Work from the series Text Drawings. Hardesty’s work with text drawings is a conceptually compelling look at the content of photographs and how one reads an image.

“I make seemingly simple drawings on paper that address ambiguous and contradictory aspects of our cultural landscape. By focusing viewers’ attention primarily through the use of text, my drawings work both as a concrete reality created on the page and as a changing series of interpretations as each viewer “reads” the text differently. I want the process of making art – the act of imagination – to be both visible and entertaining. Using only language to describe what the viewer is experiencing, the drawings inhabit a space somewhere between text, image and the mind’s eye.”

Erin Tyner



Erin Tyner

Work from the series Half Awake. I cam across Tyner’s work on the Hey Hot Shot contenders blog, and once again (as with Lori Nix) I am very very glad I quit working with scale-models before I saw this work, because it is far more sucessful than I ever was with models (hence the reason I quit). I enjoy the quite narrative feel that these images have, there is a subtlety to the tension in them that really pulls it together.

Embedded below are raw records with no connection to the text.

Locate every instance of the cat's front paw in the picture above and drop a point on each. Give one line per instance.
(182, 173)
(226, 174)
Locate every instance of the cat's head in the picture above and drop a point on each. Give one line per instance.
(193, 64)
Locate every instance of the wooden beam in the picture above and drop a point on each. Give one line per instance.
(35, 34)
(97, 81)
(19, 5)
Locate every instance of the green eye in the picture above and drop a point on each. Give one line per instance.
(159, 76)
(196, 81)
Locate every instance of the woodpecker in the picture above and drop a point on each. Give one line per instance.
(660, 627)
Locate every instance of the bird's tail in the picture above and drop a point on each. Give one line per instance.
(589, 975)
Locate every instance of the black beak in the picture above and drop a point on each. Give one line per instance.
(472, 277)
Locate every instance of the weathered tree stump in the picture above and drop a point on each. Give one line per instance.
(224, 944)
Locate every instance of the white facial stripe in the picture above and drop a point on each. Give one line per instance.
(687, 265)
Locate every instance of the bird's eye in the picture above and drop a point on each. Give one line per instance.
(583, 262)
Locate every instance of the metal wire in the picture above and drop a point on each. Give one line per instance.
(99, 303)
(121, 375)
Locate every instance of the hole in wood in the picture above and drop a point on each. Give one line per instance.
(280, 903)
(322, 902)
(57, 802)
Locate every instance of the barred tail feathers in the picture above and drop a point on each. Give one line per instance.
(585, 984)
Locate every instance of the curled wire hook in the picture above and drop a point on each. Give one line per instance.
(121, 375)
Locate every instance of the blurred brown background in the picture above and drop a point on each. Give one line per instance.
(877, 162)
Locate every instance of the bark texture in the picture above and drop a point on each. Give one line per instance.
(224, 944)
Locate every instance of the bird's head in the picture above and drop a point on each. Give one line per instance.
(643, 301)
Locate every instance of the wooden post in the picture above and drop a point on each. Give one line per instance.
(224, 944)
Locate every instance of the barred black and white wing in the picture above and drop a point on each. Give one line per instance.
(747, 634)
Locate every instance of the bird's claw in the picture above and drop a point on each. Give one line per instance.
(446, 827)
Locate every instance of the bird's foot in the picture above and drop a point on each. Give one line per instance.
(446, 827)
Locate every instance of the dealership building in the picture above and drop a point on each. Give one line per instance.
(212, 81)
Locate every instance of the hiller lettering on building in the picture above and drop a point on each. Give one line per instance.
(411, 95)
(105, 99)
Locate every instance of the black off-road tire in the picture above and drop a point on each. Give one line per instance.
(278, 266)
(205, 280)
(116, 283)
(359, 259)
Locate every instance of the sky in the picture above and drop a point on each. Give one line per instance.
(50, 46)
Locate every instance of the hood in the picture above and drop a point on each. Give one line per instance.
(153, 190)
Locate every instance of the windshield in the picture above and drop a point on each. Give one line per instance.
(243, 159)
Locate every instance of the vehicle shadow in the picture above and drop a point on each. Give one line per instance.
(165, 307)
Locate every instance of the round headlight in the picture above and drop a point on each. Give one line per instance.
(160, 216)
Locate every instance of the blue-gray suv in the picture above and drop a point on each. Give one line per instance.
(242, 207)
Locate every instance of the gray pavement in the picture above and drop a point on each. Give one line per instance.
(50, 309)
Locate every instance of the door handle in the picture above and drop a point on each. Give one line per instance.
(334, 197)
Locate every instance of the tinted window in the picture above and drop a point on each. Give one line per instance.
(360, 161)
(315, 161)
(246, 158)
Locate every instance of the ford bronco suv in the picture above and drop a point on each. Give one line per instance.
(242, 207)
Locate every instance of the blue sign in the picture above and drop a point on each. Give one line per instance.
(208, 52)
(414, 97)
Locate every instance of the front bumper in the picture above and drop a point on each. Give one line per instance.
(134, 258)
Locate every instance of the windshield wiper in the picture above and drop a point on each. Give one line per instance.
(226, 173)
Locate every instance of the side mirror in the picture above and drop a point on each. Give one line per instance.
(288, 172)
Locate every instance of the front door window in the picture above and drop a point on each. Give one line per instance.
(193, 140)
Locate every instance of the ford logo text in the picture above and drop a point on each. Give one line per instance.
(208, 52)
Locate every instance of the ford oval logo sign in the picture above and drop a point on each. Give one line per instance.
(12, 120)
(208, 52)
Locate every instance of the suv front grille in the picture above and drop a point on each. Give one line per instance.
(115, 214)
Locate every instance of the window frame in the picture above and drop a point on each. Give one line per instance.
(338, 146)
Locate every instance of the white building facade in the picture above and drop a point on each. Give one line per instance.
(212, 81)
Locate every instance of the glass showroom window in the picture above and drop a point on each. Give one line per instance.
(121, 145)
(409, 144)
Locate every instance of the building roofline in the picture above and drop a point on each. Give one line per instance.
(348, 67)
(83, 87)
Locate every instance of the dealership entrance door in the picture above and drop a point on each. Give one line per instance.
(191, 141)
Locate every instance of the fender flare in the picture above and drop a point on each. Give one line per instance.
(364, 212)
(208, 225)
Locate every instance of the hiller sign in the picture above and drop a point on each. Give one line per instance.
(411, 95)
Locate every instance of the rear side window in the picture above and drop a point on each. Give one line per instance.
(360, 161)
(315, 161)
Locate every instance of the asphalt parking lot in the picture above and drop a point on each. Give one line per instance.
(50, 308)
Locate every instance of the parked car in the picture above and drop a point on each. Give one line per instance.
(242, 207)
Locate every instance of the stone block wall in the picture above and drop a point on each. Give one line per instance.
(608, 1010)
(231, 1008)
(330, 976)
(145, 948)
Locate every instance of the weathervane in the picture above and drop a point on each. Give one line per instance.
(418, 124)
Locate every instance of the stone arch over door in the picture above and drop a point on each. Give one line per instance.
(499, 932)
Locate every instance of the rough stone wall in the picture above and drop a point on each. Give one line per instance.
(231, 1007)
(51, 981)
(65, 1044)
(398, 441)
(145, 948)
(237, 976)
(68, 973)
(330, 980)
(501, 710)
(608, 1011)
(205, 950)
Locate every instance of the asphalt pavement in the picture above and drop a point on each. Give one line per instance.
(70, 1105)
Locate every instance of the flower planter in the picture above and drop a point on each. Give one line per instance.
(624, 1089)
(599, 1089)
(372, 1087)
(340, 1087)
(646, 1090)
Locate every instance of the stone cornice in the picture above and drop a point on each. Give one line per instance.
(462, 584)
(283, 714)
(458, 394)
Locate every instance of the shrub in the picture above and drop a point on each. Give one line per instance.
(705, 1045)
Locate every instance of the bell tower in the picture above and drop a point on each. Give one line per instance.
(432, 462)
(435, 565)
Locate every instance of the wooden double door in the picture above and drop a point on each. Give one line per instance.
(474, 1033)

“In my Half Awake series I construct scenes by combining household items, natural objects, and train figures under one inch in height. By pairing figures and context I create characters that are engaged with an unfolding narrative. I use dioramas to provide a voyeuristic peek into the vulnerability of each subject as they reflect upon their surroundings. Minimal yet familiar settings leave room to focus on emotions, grand or small, that often get lost in the minutiae of daily life.”